Por outro lado, num nível global, a sociedade neoliberal e planetária crispada por divisões educacionais, sociais, económicas ou religiosas que, como o caso português bem traduz, parecem traduzir uma sufocação das identidades nacionais. Mais parece que só não vivemos uma guerra à escala planetária porque só existe uma única superpotência. Estamos felizes com os produtos e valores que os donos do mundo nos propõem? Estas questões refletem-se na conflitualidade da escola.
Vivemos uma pedagogia sem valores… Quando isso acontece o sentido da existência desvanece…
Ensinar é importante, mas fundamental é Educar para a cidadania!

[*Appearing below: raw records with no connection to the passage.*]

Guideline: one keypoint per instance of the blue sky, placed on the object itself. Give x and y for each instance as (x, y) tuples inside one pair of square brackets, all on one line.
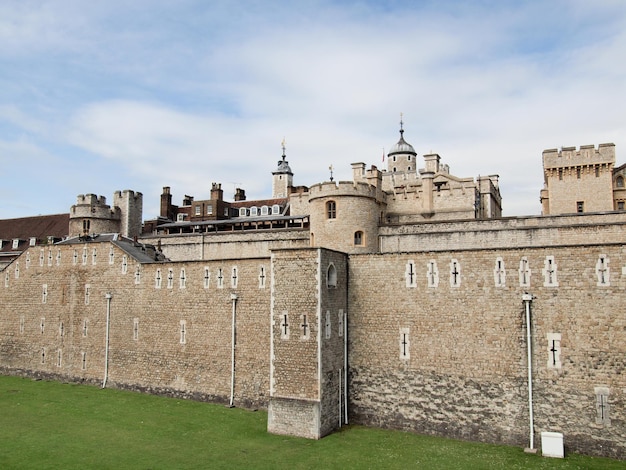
[(102, 96)]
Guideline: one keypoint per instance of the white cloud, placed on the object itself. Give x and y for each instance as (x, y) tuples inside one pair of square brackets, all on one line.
[(187, 94)]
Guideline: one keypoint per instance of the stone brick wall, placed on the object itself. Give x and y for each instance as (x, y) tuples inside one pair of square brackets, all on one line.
[(307, 368), (226, 245), (168, 340), (465, 373)]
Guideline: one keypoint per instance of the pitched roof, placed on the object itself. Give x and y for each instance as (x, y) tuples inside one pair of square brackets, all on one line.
[(40, 227)]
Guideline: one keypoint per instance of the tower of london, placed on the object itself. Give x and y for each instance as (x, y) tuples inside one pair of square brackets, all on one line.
[(401, 299)]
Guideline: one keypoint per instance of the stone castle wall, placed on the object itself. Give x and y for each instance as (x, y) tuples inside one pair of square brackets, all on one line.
[(226, 245), (436, 336), (450, 359), (172, 340)]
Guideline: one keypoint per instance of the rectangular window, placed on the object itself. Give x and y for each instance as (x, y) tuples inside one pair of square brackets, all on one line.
[(207, 278), (602, 406), (136, 329), (554, 351), (183, 332), (183, 279), (405, 344)]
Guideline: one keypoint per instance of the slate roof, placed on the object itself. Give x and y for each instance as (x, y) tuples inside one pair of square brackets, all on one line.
[(40, 227)]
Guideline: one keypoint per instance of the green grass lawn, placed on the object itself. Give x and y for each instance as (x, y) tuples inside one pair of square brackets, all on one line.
[(53, 425)]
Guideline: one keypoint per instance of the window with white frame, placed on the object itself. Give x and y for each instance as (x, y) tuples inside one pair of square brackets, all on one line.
[(549, 272), (183, 332), (432, 274), (499, 273), (262, 277), (234, 278), (524, 272), (220, 278), (602, 271), (207, 277), (455, 273), (183, 278), (410, 275)]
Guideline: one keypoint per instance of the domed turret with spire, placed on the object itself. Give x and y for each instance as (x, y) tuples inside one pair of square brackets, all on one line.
[(402, 156), (283, 177)]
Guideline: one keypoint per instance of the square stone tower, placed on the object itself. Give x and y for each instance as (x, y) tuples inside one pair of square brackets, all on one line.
[(578, 180), (308, 342)]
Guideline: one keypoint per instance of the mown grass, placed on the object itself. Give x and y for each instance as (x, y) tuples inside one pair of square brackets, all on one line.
[(47, 425)]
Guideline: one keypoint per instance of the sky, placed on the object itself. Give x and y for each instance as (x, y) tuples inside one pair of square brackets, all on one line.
[(102, 96)]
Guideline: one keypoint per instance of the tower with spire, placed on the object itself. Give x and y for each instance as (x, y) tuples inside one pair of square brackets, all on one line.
[(282, 178), (402, 156)]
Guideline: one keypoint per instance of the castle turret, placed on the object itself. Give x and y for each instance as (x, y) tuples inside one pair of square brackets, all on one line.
[(402, 156), (283, 177), (344, 216)]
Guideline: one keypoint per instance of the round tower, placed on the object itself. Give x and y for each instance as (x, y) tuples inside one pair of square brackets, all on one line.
[(283, 177), (402, 157), (345, 216)]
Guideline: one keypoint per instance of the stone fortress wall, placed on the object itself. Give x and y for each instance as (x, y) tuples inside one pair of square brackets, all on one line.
[(420, 327)]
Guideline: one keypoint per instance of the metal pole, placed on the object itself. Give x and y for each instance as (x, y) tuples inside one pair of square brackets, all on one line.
[(527, 299), (108, 297)]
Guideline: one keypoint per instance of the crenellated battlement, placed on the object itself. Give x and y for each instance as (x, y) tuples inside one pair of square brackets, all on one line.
[(586, 155), (91, 199), (345, 188)]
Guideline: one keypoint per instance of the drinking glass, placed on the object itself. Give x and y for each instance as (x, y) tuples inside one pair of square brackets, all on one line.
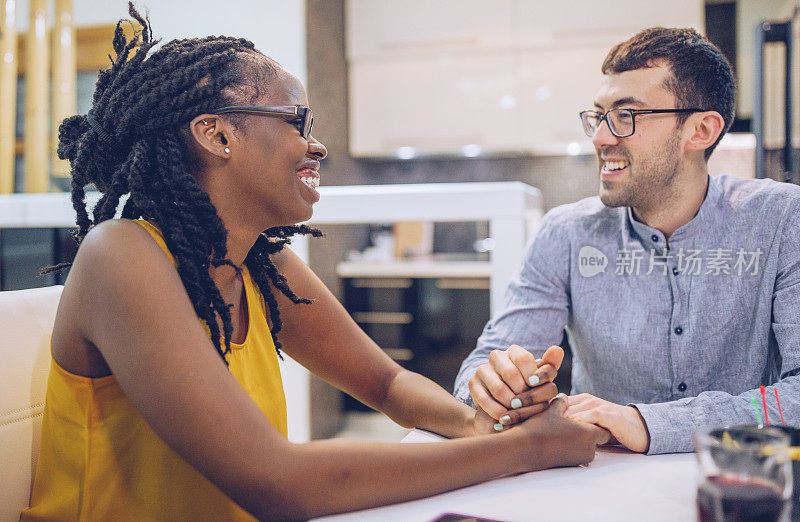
[(745, 474)]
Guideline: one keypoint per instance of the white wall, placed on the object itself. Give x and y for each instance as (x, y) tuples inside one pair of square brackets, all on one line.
[(276, 27)]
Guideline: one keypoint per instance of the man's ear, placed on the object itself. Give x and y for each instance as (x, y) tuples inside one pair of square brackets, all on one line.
[(705, 128), (209, 132)]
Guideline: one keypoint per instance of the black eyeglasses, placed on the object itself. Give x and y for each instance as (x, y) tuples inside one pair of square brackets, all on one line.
[(303, 115), (621, 122)]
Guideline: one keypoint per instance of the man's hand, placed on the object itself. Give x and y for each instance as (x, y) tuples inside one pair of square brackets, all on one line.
[(624, 422), (513, 386)]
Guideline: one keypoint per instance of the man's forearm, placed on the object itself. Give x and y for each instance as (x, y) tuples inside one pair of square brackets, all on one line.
[(671, 424)]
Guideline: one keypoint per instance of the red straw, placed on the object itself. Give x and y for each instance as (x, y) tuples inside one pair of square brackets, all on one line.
[(779, 405)]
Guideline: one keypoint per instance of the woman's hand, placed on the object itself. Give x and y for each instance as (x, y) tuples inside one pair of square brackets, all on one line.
[(513, 386), (558, 441)]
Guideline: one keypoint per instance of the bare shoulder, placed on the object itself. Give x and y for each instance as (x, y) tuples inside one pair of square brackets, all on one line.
[(116, 239), (115, 258)]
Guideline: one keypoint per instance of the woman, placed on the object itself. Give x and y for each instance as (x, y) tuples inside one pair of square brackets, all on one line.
[(152, 414)]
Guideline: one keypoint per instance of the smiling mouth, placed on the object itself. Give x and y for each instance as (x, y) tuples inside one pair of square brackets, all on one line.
[(309, 177), (614, 167)]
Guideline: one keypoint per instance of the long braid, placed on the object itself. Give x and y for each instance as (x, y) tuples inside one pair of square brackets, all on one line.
[(133, 143)]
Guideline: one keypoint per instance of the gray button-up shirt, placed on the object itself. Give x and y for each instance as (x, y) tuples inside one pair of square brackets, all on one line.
[(685, 329)]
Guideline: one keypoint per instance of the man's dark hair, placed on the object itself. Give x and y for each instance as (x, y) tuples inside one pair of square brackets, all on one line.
[(701, 75), (134, 141)]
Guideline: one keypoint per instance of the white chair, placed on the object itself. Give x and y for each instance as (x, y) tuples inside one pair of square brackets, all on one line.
[(26, 322)]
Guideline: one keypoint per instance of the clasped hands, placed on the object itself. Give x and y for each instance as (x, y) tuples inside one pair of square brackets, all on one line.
[(514, 386)]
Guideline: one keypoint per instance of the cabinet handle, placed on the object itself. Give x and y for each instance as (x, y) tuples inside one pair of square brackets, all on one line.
[(381, 283), (383, 317), (463, 284), (399, 354)]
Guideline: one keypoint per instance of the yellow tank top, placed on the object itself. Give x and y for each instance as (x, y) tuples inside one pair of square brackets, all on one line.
[(100, 460)]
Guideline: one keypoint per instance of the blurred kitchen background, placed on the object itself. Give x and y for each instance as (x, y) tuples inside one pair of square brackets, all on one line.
[(403, 92)]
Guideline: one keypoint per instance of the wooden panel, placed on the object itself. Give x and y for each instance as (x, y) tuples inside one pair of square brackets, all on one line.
[(37, 172), (64, 78), (9, 61), (92, 45)]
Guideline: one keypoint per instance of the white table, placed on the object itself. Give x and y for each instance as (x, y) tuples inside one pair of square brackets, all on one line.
[(618, 485)]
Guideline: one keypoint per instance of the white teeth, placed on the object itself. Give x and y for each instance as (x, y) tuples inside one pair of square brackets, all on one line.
[(310, 181), (616, 165)]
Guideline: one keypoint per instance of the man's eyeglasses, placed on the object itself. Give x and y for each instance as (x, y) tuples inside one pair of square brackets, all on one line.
[(300, 116), (621, 122)]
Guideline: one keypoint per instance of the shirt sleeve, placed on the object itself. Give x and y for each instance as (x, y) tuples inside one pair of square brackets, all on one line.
[(535, 305), (671, 424)]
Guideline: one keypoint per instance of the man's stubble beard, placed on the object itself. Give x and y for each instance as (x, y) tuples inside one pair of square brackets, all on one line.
[(650, 180)]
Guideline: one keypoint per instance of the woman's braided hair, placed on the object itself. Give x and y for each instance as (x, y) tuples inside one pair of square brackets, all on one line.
[(133, 142)]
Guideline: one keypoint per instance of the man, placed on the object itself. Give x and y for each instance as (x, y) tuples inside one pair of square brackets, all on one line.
[(680, 293)]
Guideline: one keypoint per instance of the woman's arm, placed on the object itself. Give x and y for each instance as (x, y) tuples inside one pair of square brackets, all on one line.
[(324, 338), (127, 300)]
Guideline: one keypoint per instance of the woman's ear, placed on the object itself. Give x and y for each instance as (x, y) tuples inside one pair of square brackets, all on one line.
[(208, 131), (705, 128)]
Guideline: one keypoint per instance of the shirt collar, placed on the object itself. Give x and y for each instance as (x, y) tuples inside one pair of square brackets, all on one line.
[(654, 238)]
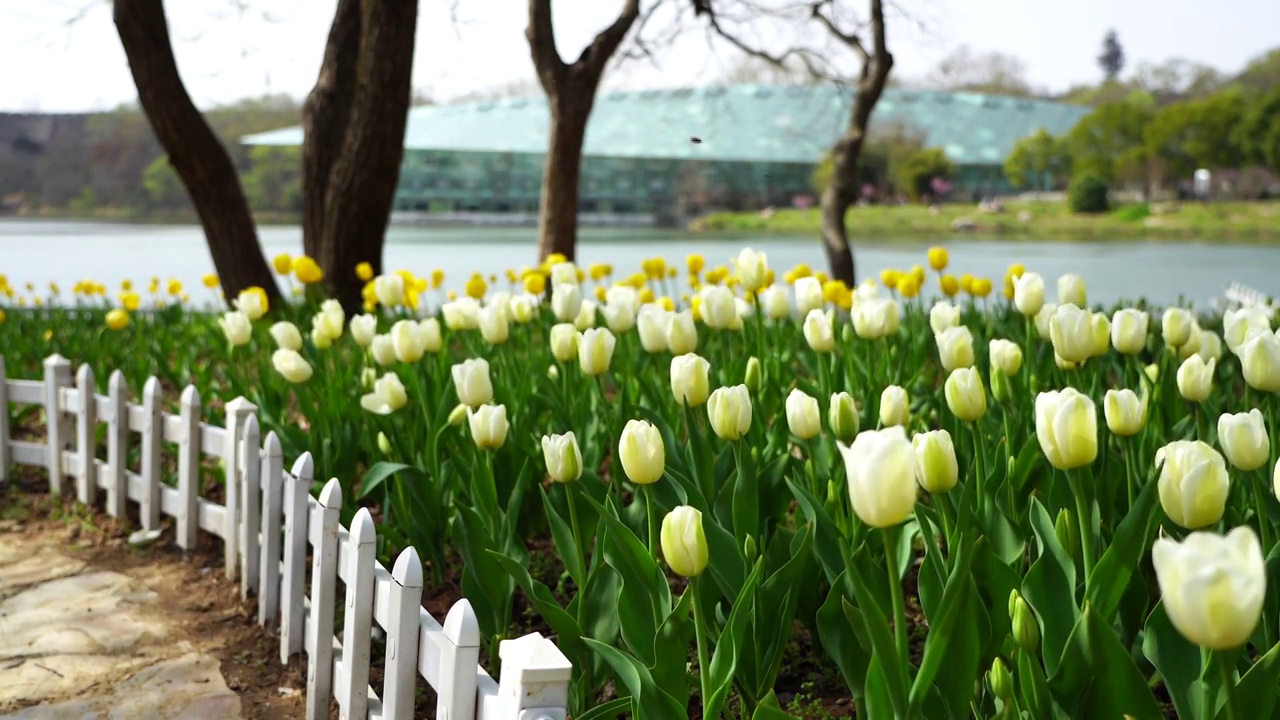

Concordo em absoluto com a rosa. Um bom texto de reflexão.
Excelente comentário. Estamos a educar seres cada vez mais egoístas. Não sei onde isto vai parar, mas é normal que eles não vejam nada não passam por elas não dão valor a nada só a PACC.
Tem toda a razão. De futuro penso que podemos refletir mais seriamente sobre este assunto e fazer opções mais dignas e que valorizem tanto a nossa criatividade enquanto professores, assim como as necessidades reais dos nossos alunos, enquanto pessoas diferentes e com necessidades de aprendizagem também elas, diferentes.